La violenza chiama violenza

In un luogo dove, ricorda, “si sono verificate gravi violazioni dei diritti umani”, con la perdita delle terre, il confino in riserve, le lotte per reclamare riparazione e autonomia, Francesco invita a pregare in silenzio per le vittime e per coloro che “ogni giorno portano sulle spalle il peso di tante ingiustizie” e “tanto dolore”. Esorta quindi ad essere attenti in primis alle “forme di violenza” che più che far avanzare i processi di unità e riconciliazione finiscono per “minacciarli”. Si riferisce all’elaborazione di “accordi ‘belli’ che non giungono mai a concretizzarsi”, frustrando “la speranza”.

E’ imprescindibile sostenere che una cultura del mutuo riconoscimento non si può costruire sulla base della violenza e della distruzione che alla fine chiedono il prezzo di vite umane. Non si può chiedere il riconoscimento annientando l’altro, perché questo produce solo maggiore violenza e divisione. La violenza chiama violenza, la distruzione aumenta la frattura e la separazione. La violenza finisce per rendere falsa la causa più giusta. Per questo diciamo “no alla violenza che distrugge”.

Il dialogo per l’unità

Non stanchiamoci di “cercare” il dialogo per l’unità, ripete il Papa, ricordando di chiedere al Signore di non permettere “che ci vinca lo scontro o la divisione”.

Questa unità, implorata da Gesù, è un dono che va chiesto con insistenza per il bene della nostra terra e dei suoi figli. Ed bisogna stare attenti a possibili tentazioni che possono apparire e “inquinare dalla radice” questo dono che Dio ci vuole fare e con cui ci invita ad essere autentici protagonisti della storia.

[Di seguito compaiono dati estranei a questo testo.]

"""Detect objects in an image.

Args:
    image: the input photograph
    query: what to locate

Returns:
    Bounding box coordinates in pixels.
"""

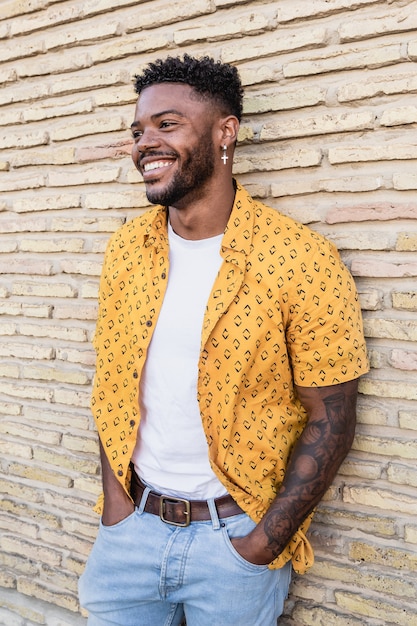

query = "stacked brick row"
[0,0,417,626]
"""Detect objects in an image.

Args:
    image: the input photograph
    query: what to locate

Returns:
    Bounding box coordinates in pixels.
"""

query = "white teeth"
[143,161,171,172]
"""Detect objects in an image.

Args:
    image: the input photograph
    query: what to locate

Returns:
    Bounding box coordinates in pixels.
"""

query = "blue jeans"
[79,492,291,626]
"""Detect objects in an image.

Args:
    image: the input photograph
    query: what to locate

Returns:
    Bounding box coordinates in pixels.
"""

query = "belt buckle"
[159,495,191,528]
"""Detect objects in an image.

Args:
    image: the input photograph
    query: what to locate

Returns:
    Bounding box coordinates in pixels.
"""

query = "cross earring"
[221,144,229,165]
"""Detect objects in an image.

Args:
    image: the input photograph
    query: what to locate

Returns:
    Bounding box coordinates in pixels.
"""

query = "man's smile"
[143,161,172,172]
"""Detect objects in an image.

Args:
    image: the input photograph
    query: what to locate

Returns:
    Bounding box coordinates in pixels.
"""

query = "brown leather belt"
[130,470,243,526]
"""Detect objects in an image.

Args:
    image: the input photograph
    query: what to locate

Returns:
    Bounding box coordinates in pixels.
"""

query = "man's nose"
[136,129,159,152]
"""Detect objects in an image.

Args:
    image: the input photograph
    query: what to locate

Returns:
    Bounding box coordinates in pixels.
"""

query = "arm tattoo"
[262,385,356,558]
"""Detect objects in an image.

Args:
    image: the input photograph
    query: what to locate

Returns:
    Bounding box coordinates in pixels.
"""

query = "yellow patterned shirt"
[92,180,368,573]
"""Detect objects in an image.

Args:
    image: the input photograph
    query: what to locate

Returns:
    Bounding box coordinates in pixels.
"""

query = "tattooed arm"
[232,379,358,565]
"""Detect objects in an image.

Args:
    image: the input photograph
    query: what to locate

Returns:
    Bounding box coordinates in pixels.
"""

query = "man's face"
[132,83,220,208]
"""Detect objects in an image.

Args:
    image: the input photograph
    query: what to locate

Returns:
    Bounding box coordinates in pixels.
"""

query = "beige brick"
[51,68,130,96]
[0,402,21,416]
[335,591,415,626]
[56,346,96,366]
[10,146,76,167]
[9,463,72,490]
[23,405,90,431]
[0,174,45,191]
[339,6,417,42]
[234,148,322,174]
[338,67,417,102]
[292,603,364,626]
[33,446,98,472]
[0,478,42,504]
[312,560,416,598]
[126,0,213,31]
[392,172,417,190]
[0,130,49,150]
[22,97,93,122]
[221,27,328,63]
[271,175,382,198]
[276,0,378,22]
[54,389,91,408]
[60,259,103,276]
[358,289,383,311]
[364,318,417,341]
[19,237,85,253]
[260,111,373,141]
[314,502,397,537]
[0,421,62,446]
[387,463,417,487]
[328,143,417,165]
[0,342,55,360]
[0,440,32,460]
[12,281,77,298]
[0,497,61,528]
[349,541,417,572]
[48,166,120,187]
[0,216,47,233]
[404,525,417,544]
[50,216,125,233]
[380,106,417,126]
[395,232,417,252]
[84,188,149,209]
[80,281,98,300]
[74,476,102,498]
[54,302,96,320]
[0,257,54,276]
[45,19,121,50]
[91,31,171,65]
[392,291,417,311]
[75,139,133,162]
[1,381,53,402]
[351,258,417,278]
[343,480,417,515]
[243,86,326,115]
[40,528,91,552]
[0,84,49,105]
[51,115,126,143]
[62,433,98,455]
[20,324,87,341]
[17,578,79,611]
[390,349,417,371]
[22,365,91,385]
[352,433,417,459]
[398,410,417,430]
[283,44,402,78]
[174,8,276,46]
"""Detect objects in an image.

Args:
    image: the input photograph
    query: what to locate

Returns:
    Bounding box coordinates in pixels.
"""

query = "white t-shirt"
[132,219,226,499]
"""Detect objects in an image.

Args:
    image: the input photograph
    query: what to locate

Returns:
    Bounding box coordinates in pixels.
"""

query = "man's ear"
[216,115,239,146]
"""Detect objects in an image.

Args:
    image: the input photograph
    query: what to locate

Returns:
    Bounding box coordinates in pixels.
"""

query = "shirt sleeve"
[286,238,369,387]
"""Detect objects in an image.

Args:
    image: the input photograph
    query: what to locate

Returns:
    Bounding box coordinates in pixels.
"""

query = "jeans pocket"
[222,516,269,573]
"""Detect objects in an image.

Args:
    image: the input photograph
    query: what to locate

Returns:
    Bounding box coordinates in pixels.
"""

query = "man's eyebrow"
[130,109,185,128]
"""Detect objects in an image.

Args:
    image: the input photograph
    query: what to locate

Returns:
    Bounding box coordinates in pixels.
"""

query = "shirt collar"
[140,181,255,256]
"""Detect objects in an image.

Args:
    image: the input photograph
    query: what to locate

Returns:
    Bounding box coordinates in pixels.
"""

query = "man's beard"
[146,135,214,207]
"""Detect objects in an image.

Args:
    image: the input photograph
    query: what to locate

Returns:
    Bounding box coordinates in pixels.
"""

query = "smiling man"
[80,55,368,626]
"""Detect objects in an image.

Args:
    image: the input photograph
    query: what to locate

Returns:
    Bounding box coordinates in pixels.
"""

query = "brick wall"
[0,0,417,626]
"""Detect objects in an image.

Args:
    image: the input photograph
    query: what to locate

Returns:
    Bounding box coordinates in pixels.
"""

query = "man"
[80,55,367,626]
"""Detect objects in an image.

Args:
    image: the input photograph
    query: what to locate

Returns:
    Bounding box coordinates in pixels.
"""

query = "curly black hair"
[134,54,243,122]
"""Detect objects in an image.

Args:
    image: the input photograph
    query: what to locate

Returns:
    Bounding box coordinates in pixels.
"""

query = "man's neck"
[168,180,235,240]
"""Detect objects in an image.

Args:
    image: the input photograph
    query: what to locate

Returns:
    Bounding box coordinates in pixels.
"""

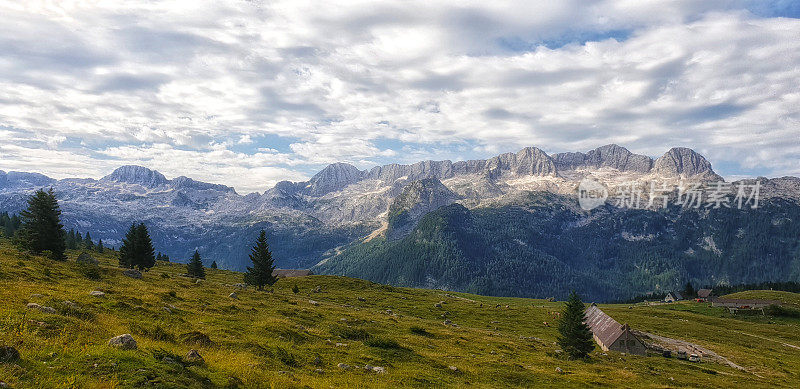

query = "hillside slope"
[0,240,800,388]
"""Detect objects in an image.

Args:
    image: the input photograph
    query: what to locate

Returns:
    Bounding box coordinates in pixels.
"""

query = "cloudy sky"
[0,0,800,193]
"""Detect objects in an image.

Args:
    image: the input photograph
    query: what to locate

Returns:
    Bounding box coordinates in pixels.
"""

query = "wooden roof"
[697,289,712,298]
[586,304,627,347]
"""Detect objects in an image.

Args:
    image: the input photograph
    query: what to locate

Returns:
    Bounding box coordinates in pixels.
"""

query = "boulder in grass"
[27,303,56,314]
[0,346,19,363]
[122,269,142,280]
[75,251,100,265]
[183,350,206,365]
[108,334,138,350]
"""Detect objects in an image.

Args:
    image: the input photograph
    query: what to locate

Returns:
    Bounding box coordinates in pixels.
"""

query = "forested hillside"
[318,192,800,301]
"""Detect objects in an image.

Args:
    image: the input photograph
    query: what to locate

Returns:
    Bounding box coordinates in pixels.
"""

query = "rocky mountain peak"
[101,165,169,188]
[304,162,364,196]
[486,147,556,177]
[653,147,720,179]
[553,144,653,173]
[388,178,458,239]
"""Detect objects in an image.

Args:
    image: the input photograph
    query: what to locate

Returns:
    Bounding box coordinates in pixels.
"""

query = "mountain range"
[0,145,800,299]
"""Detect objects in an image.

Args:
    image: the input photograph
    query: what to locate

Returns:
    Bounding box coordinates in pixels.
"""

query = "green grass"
[722,290,800,308]
[0,240,800,388]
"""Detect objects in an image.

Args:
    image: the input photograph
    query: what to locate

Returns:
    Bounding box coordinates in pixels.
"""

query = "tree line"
[6,188,276,290]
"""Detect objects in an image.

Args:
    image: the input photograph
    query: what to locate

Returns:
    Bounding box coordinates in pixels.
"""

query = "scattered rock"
[178,331,214,346]
[108,334,138,350]
[0,346,19,363]
[183,350,206,365]
[27,303,56,314]
[75,251,100,265]
[122,269,142,280]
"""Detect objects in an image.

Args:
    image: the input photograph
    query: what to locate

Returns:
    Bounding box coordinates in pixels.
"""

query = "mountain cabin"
[586,303,647,355]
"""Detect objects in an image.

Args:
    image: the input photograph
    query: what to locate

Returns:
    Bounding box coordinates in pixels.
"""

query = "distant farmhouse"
[586,304,647,355]
[697,289,713,301]
[664,292,683,303]
[711,299,781,313]
[272,269,314,278]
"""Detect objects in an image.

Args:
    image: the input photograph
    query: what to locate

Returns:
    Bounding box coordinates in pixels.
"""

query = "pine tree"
[558,291,594,358]
[136,223,156,270]
[119,223,156,270]
[119,223,137,269]
[83,231,94,250]
[186,250,206,278]
[683,281,697,299]
[244,230,277,290]
[16,188,66,261]
[67,228,78,250]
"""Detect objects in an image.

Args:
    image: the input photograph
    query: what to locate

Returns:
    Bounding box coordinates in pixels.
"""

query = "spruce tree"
[244,230,277,290]
[16,188,67,261]
[119,223,156,270]
[119,223,137,269]
[186,250,206,278]
[558,291,594,358]
[83,231,94,250]
[683,281,697,299]
[136,223,156,270]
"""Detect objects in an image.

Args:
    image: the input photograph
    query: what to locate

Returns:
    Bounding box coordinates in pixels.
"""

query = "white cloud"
[0,1,800,192]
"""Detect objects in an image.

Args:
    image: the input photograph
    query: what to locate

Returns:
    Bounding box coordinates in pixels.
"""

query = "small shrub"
[331,325,370,340]
[150,348,186,365]
[78,263,100,281]
[275,347,300,367]
[364,337,403,349]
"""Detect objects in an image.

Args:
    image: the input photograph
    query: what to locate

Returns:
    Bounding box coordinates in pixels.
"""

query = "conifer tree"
[244,230,277,290]
[186,250,206,278]
[16,188,66,261]
[83,231,94,250]
[558,291,594,358]
[119,223,156,270]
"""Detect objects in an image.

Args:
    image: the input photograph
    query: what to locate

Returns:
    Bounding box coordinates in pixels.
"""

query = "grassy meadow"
[0,239,800,388]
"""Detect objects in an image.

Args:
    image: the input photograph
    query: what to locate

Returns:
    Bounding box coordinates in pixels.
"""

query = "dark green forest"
[318,193,800,301]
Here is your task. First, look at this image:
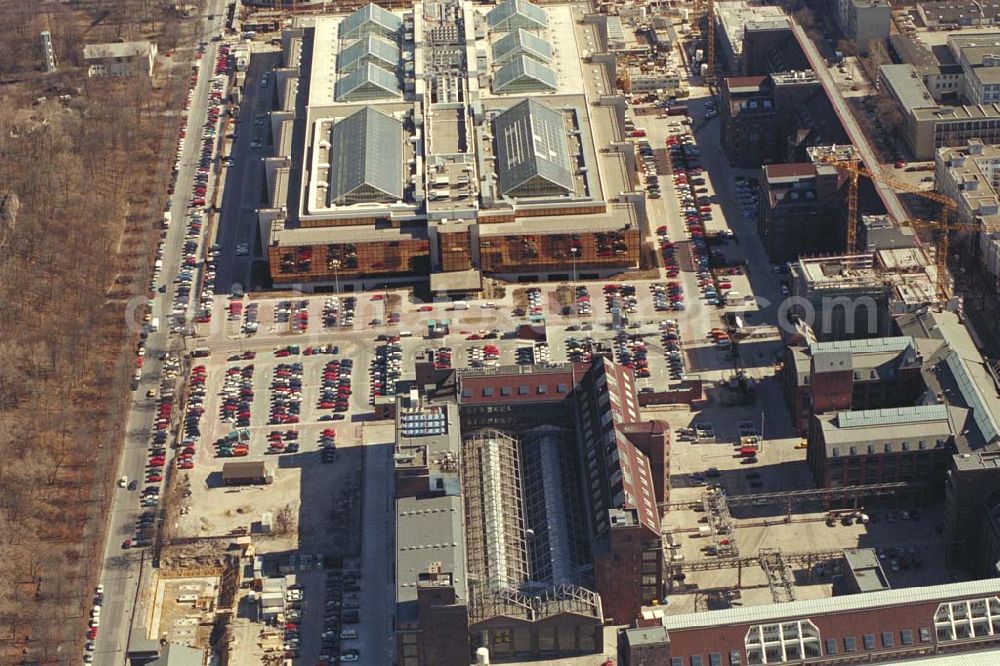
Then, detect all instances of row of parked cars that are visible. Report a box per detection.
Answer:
[323,296,357,328]
[316,358,354,413]
[660,319,687,381]
[368,336,403,404]
[319,569,361,663]
[667,124,721,309]
[267,361,302,425]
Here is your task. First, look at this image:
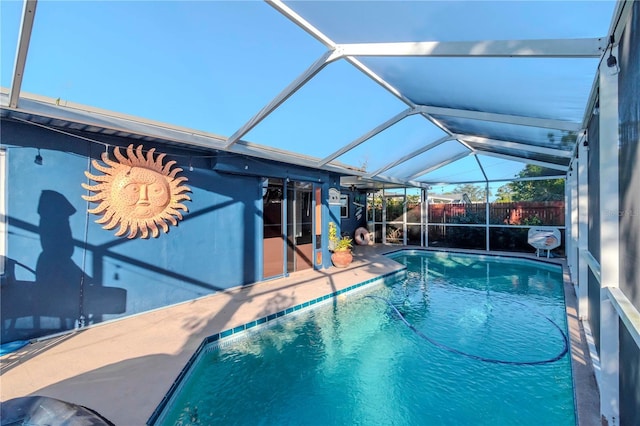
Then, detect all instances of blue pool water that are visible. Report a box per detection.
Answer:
[156,251,576,426]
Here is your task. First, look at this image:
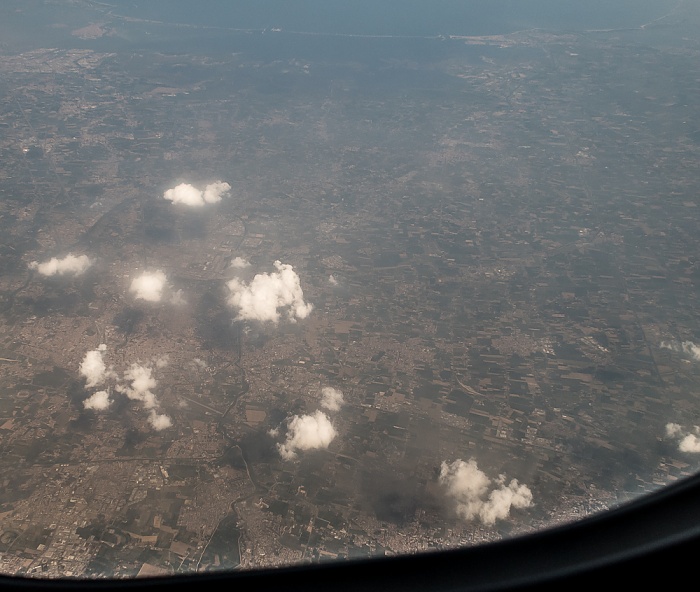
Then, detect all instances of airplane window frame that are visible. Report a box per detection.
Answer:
[0,474,700,592]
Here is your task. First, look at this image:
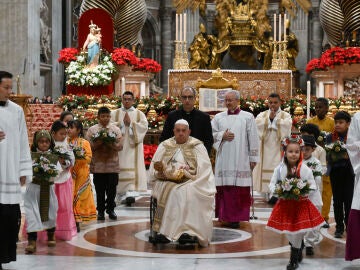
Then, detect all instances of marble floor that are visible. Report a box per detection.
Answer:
[3,193,360,270]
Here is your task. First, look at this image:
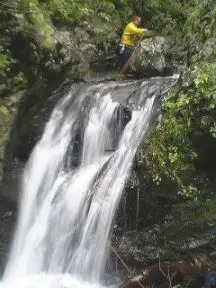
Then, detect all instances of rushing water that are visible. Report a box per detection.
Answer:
[2,77,178,288]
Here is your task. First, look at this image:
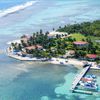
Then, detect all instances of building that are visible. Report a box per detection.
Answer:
[48,31,68,38]
[86,54,97,60]
[26,45,43,50]
[73,41,88,47]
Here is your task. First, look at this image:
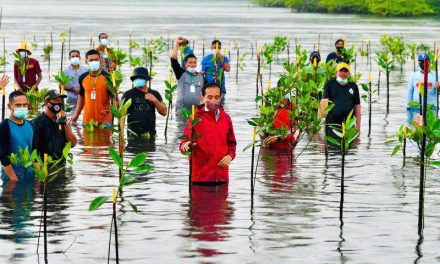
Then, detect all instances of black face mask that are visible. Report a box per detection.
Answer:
[47,103,64,115]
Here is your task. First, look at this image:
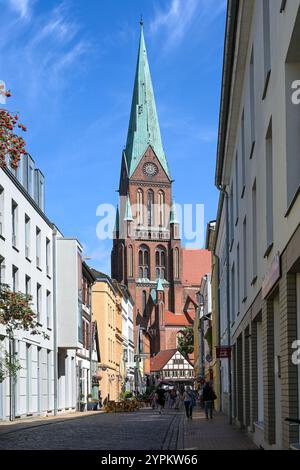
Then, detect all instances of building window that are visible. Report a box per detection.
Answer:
[229,184,234,245]
[155,246,166,279]
[241,111,246,197]
[174,248,179,279]
[252,180,257,280]
[139,245,150,279]
[250,48,255,151]
[142,290,147,318]
[231,264,235,322]
[12,266,19,292]
[147,189,154,227]
[243,217,248,301]
[235,153,239,223]
[158,191,165,227]
[36,283,42,321]
[11,201,18,247]
[25,214,30,259]
[0,186,4,237]
[36,227,41,268]
[46,290,51,328]
[128,245,133,277]
[136,189,144,225]
[262,0,271,99]
[25,275,31,297]
[266,120,274,250]
[236,244,241,314]
[46,238,51,276]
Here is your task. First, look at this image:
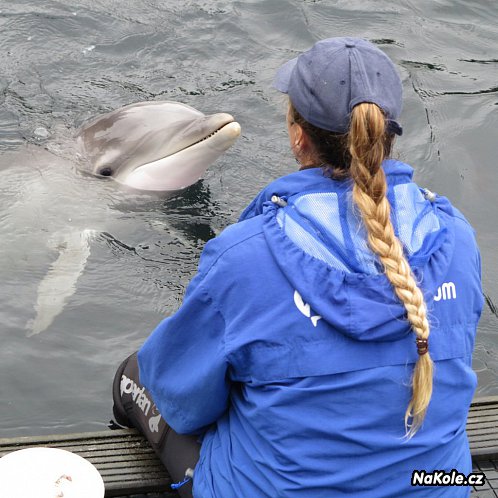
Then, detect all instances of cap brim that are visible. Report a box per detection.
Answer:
[272,57,297,93]
[387,119,403,136]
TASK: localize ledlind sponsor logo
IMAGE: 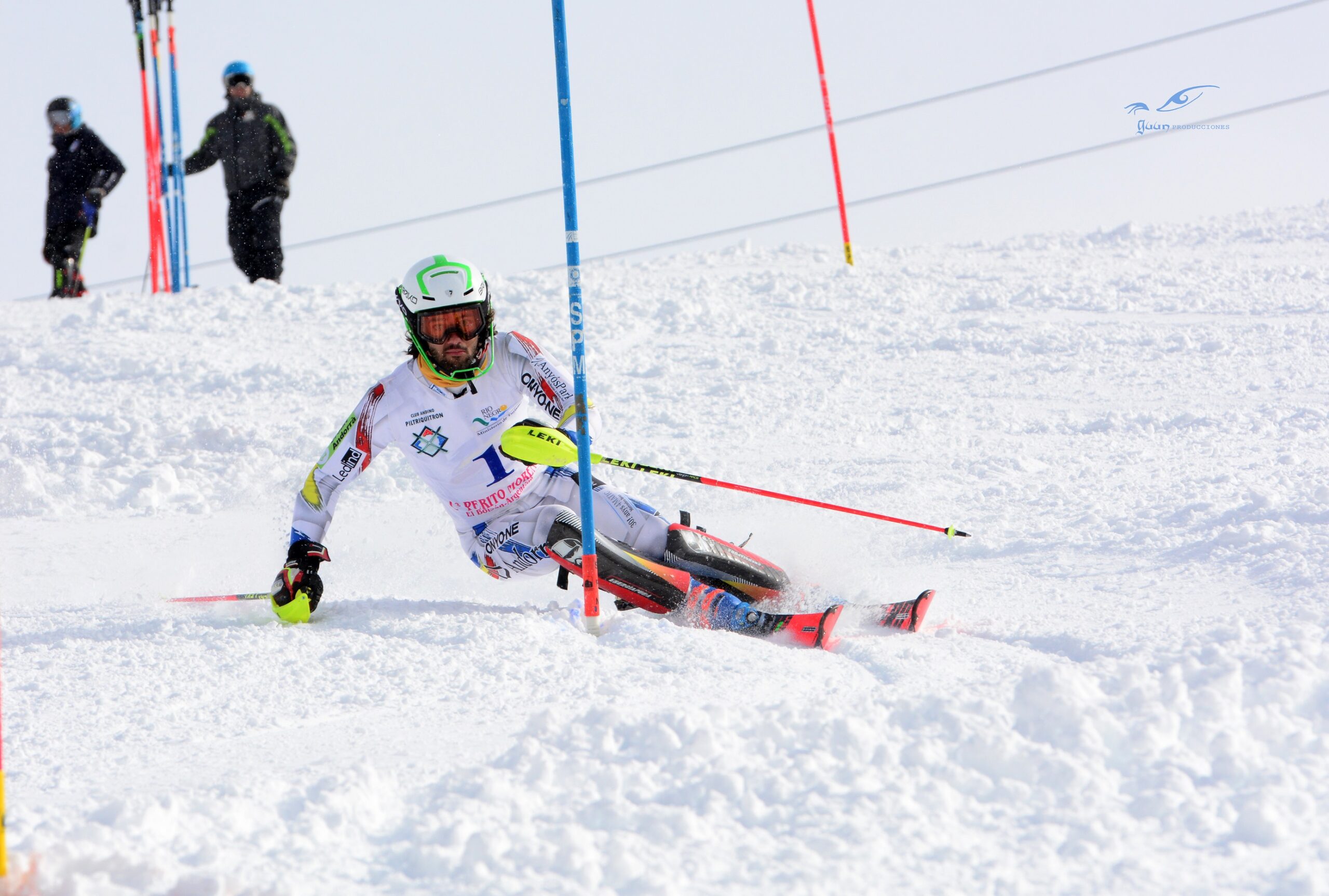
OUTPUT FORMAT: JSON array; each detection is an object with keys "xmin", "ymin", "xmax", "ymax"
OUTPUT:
[
  {"xmin": 1124, "ymin": 84, "xmax": 1228, "ymax": 137},
  {"xmin": 332, "ymin": 448, "xmax": 364, "ymax": 483}
]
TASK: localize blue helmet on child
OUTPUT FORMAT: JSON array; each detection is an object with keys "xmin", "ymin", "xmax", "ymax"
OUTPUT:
[
  {"xmin": 222, "ymin": 59, "xmax": 254, "ymax": 90},
  {"xmin": 47, "ymin": 97, "xmax": 83, "ymax": 130}
]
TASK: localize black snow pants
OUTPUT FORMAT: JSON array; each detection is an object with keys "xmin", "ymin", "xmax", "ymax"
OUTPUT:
[
  {"xmin": 41, "ymin": 221, "xmax": 88, "ymax": 295},
  {"xmin": 226, "ymin": 193, "xmax": 284, "ymax": 283}
]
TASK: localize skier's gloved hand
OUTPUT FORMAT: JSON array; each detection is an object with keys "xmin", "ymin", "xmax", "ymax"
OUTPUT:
[{"xmin": 273, "ymin": 538, "xmax": 328, "ymax": 622}]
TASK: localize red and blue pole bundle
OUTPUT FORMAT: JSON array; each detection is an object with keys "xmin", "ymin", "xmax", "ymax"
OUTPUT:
[
  {"xmin": 551, "ymin": 0, "xmax": 600, "ymax": 634},
  {"xmin": 166, "ymin": 0, "xmax": 190, "ymax": 286},
  {"xmin": 808, "ymin": 0, "xmax": 853, "ymax": 265},
  {"xmin": 129, "ymin": 0, "xmax": 169, "ymax": 292},
  {"xmin": 147, "ymin": 0, "xmax": 180, "ymax": 292}
]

Non mettere a tacere le differenze

Non confondere però l’unità con l’uniformità, avverte il Pontefice:

L’unità non nasce né nascerà dal neutralizzare o mettere a tacere le differenze. L’unità non è un simulacro né di integrazione forzata né di emarginazione armonizzatrice. La ricchezza di una terra nasce proprio dal fatto che ogni componente sappia condividere la propria sapienza con le altre.

 

Non esistono culture superiori o inferiori

Con Cristo, ogni popolo, ogni cultura - dice il Pontefice - è invitata ad apportare un contributo a questa terra benedetta.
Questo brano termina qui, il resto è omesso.